Combine static data (provided JSON files) with dynamic market data (Yahoo Finance).
Feed structured data into the LLM to generate coherent reports.

Asynchronous Processing

Report generation takes about 1 minute due to multiple API calls (LLM + financial data).
Users should receive a task_id immediately and poll for completion.

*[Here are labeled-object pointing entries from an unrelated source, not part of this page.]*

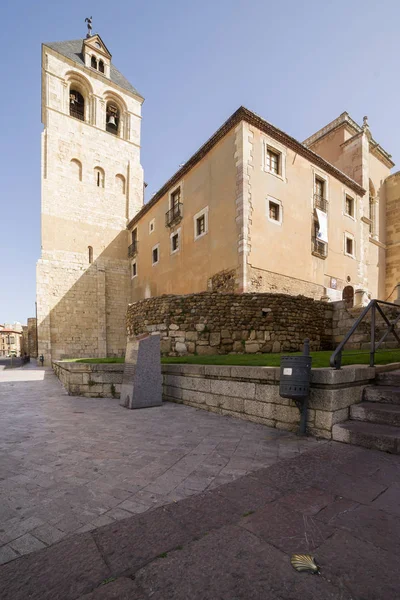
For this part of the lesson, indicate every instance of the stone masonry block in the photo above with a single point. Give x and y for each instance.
(331, 400)
(260, 409)
(326, 419)
(232, 404)
(238, 389)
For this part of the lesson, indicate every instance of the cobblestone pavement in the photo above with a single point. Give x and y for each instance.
(70, 464)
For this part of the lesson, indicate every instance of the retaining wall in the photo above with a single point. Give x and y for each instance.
(221, 323)
(249, 393)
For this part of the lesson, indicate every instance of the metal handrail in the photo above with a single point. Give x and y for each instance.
(373, 306)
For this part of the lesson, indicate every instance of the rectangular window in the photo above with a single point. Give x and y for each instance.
(349, 245)
(320, 187)
(274, 211)
(175, 197)
(273, 161)
(201, 223)
(320, 200)
(319, 248)
(175, 241)
(155, 255)
(349, 206)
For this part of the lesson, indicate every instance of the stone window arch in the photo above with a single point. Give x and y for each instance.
(79, 91)
(75, 167)
(76, 104)
(116, 115)
(113, 116)
(99, 177)
(120, 184)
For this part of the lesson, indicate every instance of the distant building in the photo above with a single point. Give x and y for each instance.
(10, 340)
(252, 210)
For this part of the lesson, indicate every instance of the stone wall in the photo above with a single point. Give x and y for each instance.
(248, 393)
(32, 337)
(90, 380)
(252, 394)
(219, 323)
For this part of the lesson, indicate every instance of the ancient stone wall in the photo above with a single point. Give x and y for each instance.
(32, 337)
(219, 323)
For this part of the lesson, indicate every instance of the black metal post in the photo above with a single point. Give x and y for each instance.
(372, 351)
(303, 415)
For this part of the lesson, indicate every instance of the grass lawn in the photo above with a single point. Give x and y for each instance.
(320, 359)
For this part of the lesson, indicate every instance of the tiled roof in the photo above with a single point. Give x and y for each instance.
(72, 49)
(244, 114)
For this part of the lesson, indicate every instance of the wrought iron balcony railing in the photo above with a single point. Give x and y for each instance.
(174, 215)
(320, 202)
(319, 248)
(132, 249)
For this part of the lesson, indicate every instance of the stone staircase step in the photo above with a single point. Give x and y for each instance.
(382, 393)
(374, 412)
(391, 378)
(368, 435)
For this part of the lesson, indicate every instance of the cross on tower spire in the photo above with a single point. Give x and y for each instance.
(88, 20)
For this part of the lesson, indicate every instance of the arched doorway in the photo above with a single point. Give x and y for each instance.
(348, 296)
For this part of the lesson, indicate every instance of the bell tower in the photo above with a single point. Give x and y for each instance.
(92, 185)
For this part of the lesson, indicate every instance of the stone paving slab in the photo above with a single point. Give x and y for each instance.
(70, 465)
(204, 547)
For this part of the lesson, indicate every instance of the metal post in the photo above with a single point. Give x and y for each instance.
(372, 351)
(303, 415)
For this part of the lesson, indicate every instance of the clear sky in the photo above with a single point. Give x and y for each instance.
(297, 64)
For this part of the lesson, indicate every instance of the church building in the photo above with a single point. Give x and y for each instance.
(253, 210)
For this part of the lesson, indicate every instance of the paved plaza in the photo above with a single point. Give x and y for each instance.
(71, 465)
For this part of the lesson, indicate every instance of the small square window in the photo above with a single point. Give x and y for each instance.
(349, 206)
(175, 242)
(200, 221)
(273, 161)
(274, 211)
(155, 255)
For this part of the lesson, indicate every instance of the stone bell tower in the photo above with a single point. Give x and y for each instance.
(92, 185)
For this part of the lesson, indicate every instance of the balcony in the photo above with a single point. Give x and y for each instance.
(320, 202)
(132, 249)
(174, 215)
(319, 248)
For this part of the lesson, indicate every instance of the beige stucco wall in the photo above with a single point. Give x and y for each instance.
(81, 306)
(281, 254)
(211, 183)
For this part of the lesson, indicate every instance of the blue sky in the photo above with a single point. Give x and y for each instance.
(297, 64)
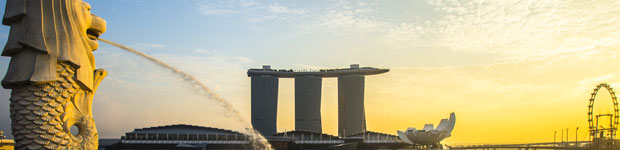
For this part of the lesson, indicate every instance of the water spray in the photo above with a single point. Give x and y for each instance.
(257, 138)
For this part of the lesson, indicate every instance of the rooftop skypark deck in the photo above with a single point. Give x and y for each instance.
(289, 73)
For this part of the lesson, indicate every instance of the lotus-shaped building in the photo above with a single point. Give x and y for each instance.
(429, 135)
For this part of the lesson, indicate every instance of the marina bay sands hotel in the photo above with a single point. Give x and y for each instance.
(351, 113)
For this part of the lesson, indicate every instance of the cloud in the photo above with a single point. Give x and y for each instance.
(251, 11)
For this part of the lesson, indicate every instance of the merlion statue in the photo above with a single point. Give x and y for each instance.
(51, 72)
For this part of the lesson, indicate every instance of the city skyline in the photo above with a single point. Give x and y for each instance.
(517, 71)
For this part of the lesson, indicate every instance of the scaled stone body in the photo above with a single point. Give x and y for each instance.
(51, 72)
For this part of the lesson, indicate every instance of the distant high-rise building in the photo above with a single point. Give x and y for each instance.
(351, 114)
(264, 103)
(308, 103)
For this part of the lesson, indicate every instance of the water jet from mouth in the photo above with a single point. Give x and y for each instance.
(256, 138)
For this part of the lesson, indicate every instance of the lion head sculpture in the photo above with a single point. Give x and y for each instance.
(46, 32)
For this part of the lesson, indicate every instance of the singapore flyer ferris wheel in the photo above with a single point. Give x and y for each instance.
(597, 130)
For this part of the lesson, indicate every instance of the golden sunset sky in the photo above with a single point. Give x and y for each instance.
(512, 71)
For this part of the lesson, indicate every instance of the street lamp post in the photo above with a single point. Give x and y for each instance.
(555, 133)
(576, 136)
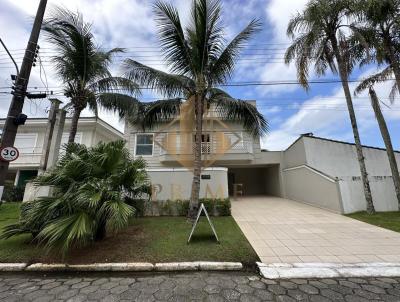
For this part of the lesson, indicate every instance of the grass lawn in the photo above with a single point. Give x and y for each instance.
(150, 239)
(387, 220)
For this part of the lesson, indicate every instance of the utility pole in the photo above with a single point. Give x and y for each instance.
(21, 84)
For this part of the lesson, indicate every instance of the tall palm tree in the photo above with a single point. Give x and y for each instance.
(84, 68)
(321, 40)
(94, 192)
(378, 25)
(199, 62)
(385, 134)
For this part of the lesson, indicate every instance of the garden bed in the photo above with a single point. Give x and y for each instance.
(147, 239)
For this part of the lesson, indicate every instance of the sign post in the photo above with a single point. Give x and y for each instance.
(201, 209)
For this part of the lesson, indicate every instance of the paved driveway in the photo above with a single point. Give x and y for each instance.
(282, 230)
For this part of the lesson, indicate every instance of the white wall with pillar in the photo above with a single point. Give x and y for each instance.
(176, 183)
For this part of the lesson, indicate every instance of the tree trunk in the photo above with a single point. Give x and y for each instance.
(388, 143)
(360, 155)
(74, 124)
(194, 198)
(101, 231)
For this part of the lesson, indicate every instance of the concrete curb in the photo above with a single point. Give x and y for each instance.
(121, 267)
(328, 270)
(12, 267)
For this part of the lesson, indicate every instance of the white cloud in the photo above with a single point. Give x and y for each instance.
(327, 116)
(278, 14)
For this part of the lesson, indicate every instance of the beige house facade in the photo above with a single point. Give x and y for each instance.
(313, 170)
(30, 141)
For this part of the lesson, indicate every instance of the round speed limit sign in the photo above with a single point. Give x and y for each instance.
(9, 154)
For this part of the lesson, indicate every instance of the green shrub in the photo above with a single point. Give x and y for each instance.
(13, 194)
(92, 187)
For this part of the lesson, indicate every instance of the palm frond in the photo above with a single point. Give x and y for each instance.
(157, 112)
(374, 79)
(239, 111)
(222, 67)
(172, 38)
(121, 103)
(116, 84)
(170, 85)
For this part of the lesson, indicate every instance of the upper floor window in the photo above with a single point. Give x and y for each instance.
(144, 144)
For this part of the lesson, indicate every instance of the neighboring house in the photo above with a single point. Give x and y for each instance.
(313, 170)
(30, 139)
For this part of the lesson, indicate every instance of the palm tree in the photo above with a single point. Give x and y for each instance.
(378, 25)
(199, 62)
(84, 68)
(93, 191)
(321, 40)
(385, 134)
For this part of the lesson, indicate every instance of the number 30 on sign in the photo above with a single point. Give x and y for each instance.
(9, 154)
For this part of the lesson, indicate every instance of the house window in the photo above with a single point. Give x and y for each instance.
(144, 144)
(205, 143)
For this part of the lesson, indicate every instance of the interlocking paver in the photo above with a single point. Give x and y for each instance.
(203, 286)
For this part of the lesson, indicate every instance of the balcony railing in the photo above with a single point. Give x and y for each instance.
(230, 144)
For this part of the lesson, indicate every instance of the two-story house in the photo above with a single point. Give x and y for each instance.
(31, 137)
(313, 170)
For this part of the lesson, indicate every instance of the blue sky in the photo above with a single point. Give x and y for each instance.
(290, 110)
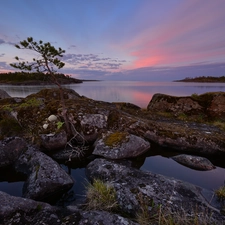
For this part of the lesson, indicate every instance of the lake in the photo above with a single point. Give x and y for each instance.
(139, 93)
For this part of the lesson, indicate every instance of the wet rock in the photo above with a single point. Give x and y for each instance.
(132, 185)
(194, 162)
(21, 211)
(217, 106)
(55, 141)
(10, 150)
(176, 105)
(46, 178)
(103, 218)
(120, 145)
(4, 94)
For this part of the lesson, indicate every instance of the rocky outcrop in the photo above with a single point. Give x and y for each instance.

2. System Architecture Design

2.1 High-Level Architecture

The system follows a modular, event-driven approach:

┌─────────────┐       ┌─────────────┐       ┌─────────────┐       ┌─────────────┐
│   Client    │──────▶│   FastAPI   │──────▶│   MongoDB   │──────▶│   LLM API   │
│ (FastAPI'UI)│       │   (Backend) │       │  (Database) │       │ (Anthropic) │
└─────────────┘       └─────────────┘       └─────────────┘       └─────────────┘

2.2 Component Breakdown

A simple request based on a company and a specific year

A simple response from Anhropic API

(1) API Layer (FastAPI)

Endpoints:
- See /docs for auto-generated API documentation.
Key Features:
- Asynchronous Processing: Long-running tasks are offloaded to a background worker.
- Request Validation: Ensures the requested company exists in company_metadata.json.
- Rate Limiting (Optional): Prevents abuse of the LLM API.

(2) Data Processing Layer

Static Data (JSON Files):
- company_metadata.json → Basic company info (e.g., name, sector, industry).
- company_financial_ratios.json → Financial metrics (e.g., P/E ratio, ROE).
- level1_ECC.json → Earnings call transcripts (qualitative insights).
- level2_TenK.json → SEC 10-K filings (detailed financials).
Dynamic Data (Yahoo Finance):
- Fetches real-time:
  - Stock price history
  - Market cap, P/E ratio
  - Dividend yield, volatility, etc.
Data Merging:
- Combines static + dynamic data into a structured format for LLM prompts.

(3) LLM Integration Layer

Anthropic API Usage:

Prompt Engineering:

Uses a system message to set the context for the LLM. Check src/data/system-messages.txt for the system message.

You are a professional equity research analyst tasked with writing a comprehensive stock research report for an investment firm. 
Generate a well-structured, data-driven equity report based on the provided company data and market information. The report must be objective, professional, and formatted clearly. 
Required Structure: 1. Company Overview - Business model & key operations - Market position & competitive advantages 2. Financial Analysis - Key financial ratios (e.g., P/E, ROE, debt-to-equity) - Revenue & earnings trends - Balance sheet & cash flow highlights 3. Industry Analysis - Industry growth drivers & challenges - Competitive landscape - Regulatory considerations 4. Valuation Analysis - Relative valuation (P/E, EV/EBITDA vs. peers) - Discounted cash flow (DCF) assumptions (if applicable) - Historical valuation range 5. Risk Factors - Company-specific risks - Industry & macroeconomic risks 6. Investment Recommendation - Clear rating (Buy/Hold/Sell) - Target price range (if applicable) - Investment horizon 
| Writing Guidelines: - Use formal, concise language - Support all claims with data - Highlight anomalies or inconsistencies - Use bold for key metrics - Avoid unsupported speculation Output must begin with: [Company Name] Equity Research Report 1. Company Overview [Content] 2. Financial Analysis [Content] 3. Industry Analysis [Content] 4. Valuation Analysis [Content] 5. Risk Factors [Content] 6. Investment Recommendation | Begin the report immediately without introductory phrases.

Cost Optimization:
- Uses smaller models for initial drafts.

(4) Storage Layer (MongoDB)

Collections:
- reports → Stores generated reports ({report_id, company_id, content, timestamp}).
Advantages:
- Schema-less → Flexible for evolving report formats.
- High write throughput → Suitable for frequent report generation.

2.3 Data Flow

User submits a task (POST /generate XXX).
API validates the company and initiates a background task.
Data Fetcher pulls:
- Static data (JSON files).
- Dynamic data (Yahoo Finance).
LLM Processor constructs a prompt and calls Anthropic API.
Report is saved to MongoDB and returned to the user.